Bbabo NET

Science & Technology News

Recommendations for identifying and blocking the GPTBot bot from OpenAI

The “Main Radio Frequency Center” (GRFC, part of Roskomnadzor) sent letters to Russian hosting providers with recommendations for identifying and blocking the OpenAI GPTBot bot.

The letter from the department states the need to assess the risks of collecting information about the vulnerability of resources or “other sensitive information, including containing personal data” that GPTBot can scan.

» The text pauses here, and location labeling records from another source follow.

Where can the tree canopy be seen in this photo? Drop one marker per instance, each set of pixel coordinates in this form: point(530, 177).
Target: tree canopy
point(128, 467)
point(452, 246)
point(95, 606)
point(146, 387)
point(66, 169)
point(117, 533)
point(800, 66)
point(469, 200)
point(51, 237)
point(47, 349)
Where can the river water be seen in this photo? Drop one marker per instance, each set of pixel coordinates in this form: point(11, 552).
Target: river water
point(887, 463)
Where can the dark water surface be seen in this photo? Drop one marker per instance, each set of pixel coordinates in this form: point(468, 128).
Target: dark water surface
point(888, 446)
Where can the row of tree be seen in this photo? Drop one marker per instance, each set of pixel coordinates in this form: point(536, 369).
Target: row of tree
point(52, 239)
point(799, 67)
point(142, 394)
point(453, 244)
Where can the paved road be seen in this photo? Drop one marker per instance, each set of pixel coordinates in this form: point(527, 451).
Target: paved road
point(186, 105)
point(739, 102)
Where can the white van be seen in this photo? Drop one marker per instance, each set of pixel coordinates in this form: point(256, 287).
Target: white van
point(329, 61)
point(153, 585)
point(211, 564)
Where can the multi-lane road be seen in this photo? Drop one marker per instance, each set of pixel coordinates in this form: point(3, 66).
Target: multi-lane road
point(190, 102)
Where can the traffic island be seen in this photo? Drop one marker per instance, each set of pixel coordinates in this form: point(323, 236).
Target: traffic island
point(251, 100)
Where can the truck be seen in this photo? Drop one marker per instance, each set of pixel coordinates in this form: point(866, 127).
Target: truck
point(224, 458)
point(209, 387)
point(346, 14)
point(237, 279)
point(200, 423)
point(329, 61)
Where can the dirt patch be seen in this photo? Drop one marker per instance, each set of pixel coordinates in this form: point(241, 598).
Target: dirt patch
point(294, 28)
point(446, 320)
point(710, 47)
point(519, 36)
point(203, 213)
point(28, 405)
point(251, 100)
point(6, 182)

If such risks are identified, the GRCH indicates the need to block the bot's requests. The agency also sent instructions to hosting providers on how to make the necessary blocks against GPTBot.

An employee of the duty shift of the Public Communications Network Monitoring and Management Center (CPM SSOP) of the GRChTs confirmed by phone to the media that such a letter had been sent. Roskomnadzor declined to comment. Hosting providers Beget and Rusonyx did not respond to the media. The Coordination Center for .RU/.РФ domains reported that they had not received the letter.

GPTBot functions as a web crawler on the Internet as part of its data mining efforts to improve the security, capabilities and accuracy of ChatGPT's artificial intelligence. The bot from OpeanAI identifies itself using the GPTBot user agent token and user agent: Mozilla/5.0 AppleWebKit/537.36 (KHTML, like Gecko; compatible; GPTBot/1.0; +https://openai.com/gptbot).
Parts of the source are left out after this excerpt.